È sempre impressionante come gli animali, e in particolare i topi, siano così simili all’essere umano sia nelle dinamiche sociali, sia nelle situazioni esasperate e drammatiche: è dove prevale l’istinto, talmente rifiutato nel caso degli uomini da dover essere sublimato in inconscio collettivo, in archetipo, talvolta in epica.

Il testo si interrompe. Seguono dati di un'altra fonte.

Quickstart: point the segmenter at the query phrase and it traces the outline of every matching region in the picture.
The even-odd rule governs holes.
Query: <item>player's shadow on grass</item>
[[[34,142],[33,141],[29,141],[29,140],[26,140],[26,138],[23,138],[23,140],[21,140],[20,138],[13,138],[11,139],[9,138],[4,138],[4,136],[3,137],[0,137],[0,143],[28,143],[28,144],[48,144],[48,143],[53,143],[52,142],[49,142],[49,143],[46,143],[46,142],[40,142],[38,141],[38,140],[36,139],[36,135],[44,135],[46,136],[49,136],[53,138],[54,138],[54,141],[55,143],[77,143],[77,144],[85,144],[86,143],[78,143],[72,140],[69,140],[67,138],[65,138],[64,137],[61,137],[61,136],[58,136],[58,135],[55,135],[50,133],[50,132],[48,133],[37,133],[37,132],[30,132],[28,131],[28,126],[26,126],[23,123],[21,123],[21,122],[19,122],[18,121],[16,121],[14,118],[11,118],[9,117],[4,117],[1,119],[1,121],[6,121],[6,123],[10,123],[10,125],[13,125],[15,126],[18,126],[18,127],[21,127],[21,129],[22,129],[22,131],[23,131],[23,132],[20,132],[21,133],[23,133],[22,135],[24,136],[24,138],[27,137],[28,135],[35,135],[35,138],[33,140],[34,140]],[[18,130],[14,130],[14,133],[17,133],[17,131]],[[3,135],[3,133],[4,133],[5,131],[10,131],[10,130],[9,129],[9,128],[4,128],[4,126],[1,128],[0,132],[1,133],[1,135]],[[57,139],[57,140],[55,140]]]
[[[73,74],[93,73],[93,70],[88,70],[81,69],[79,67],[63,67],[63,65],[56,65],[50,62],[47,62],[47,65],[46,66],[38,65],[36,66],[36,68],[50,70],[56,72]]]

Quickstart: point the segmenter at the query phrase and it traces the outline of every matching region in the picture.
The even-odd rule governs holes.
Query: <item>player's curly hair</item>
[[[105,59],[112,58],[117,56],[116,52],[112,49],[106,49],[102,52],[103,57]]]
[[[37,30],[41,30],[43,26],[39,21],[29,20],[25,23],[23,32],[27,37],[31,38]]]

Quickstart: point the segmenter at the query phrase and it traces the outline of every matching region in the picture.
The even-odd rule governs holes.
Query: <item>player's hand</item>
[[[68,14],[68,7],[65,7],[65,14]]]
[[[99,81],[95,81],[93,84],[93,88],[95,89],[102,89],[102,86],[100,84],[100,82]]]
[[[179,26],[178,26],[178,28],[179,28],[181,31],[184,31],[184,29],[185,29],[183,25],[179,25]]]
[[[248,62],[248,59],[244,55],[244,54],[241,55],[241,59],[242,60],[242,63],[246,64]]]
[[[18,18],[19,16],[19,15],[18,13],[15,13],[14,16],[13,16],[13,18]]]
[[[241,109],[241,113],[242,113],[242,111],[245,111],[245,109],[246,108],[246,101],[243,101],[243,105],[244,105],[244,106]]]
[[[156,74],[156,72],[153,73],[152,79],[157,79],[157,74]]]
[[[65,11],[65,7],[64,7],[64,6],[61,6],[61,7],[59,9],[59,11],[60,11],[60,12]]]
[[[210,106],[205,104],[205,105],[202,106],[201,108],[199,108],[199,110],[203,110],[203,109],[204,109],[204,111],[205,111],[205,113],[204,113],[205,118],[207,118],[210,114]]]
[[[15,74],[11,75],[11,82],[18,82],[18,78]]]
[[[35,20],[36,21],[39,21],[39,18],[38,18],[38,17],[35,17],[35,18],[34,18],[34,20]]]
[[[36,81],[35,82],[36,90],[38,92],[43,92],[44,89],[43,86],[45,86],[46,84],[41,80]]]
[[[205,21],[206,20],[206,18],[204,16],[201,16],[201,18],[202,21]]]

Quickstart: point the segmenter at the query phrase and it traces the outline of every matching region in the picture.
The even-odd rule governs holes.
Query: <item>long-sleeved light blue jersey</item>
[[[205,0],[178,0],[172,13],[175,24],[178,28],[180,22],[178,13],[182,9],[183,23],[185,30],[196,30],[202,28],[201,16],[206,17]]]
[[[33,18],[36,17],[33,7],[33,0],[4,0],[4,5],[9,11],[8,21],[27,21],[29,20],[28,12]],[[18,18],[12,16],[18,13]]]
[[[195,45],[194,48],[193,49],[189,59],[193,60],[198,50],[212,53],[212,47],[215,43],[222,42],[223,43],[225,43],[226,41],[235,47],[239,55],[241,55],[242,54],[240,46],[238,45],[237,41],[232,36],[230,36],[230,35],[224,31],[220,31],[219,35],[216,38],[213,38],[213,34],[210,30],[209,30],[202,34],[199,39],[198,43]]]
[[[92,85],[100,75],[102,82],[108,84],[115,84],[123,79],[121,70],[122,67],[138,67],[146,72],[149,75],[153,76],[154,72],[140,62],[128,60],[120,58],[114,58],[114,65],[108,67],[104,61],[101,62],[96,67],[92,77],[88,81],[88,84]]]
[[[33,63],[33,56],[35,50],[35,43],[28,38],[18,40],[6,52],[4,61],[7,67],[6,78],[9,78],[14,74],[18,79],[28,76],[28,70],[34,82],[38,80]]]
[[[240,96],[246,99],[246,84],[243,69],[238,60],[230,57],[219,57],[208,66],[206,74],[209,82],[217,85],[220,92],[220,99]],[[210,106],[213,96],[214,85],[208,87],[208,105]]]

L’epica dei ratti, una specie odiata, da sterminare, da temere, metafora utilizzata per designare un’umanità infima, vigliacca e moralmente degradata, diventa allora l’epica degli emarginati, dei privati della loro casa e delle loro radici, di chi è colpevole di dover scappare, o di chi è semplicemente un rifiutato.
Non tutti odiano i ratti a Porto Giordano: sembra infatti che queste bestie, e in particolare la Ratta, riescano ad avere affinità con le persone che hanno qualche «anomalia», genialità, malattia o nevrosi, che spesso coincide con un’ipersensibilità interpretata come bizzarria.
Ragionando sul tema del margine, del limite, ancora una volta i personaggi del romanzo si confermano essere un elogio a quest’aspetto umano, comune, ancora troppo schiacciato da istanze di pretesa normalizzante che poco hanno a che fare con la vita, con la realtà.
Speranza governa con maestria ogni tassello del suo mosaico: la scrittura è armoniosa, leggera nella sintassi e misurata nella scelta delle parole e del registro, che tiene in equilibrio regionalismi, accenti, dialettismi e modi di dire senza mai debordare nell’eccesso o nel difetto. La precisione della lingua alleggerisce la struttura complessa degli intrecci, senza mai perdere in coerenza e senza che il filo del gomitolo s’ingarbugli in forzature o artificiosità.
Con le sue suggestioni, che riportano alla tradizione del romanzo di borgata, Rattatata non ha pretesa di celare una morale sterile, perché non c’è.
Mio padre non è stato quello che aveva sempre detto di essere, quello che per tutta la vita ha preteso di essere. Nessuno di noi lo è. Era stato il Capitano di una nave piccola e forse insignificante che però era stata la sua vita e quella del suo mozzo fedele, affondato nella stessa deriva.
Forse, in Rattatata si può trovare un avvertimento, un promemoria; un’apologia della vita per quella che è, e per tutto ciò che ne rimane, fino alla fine.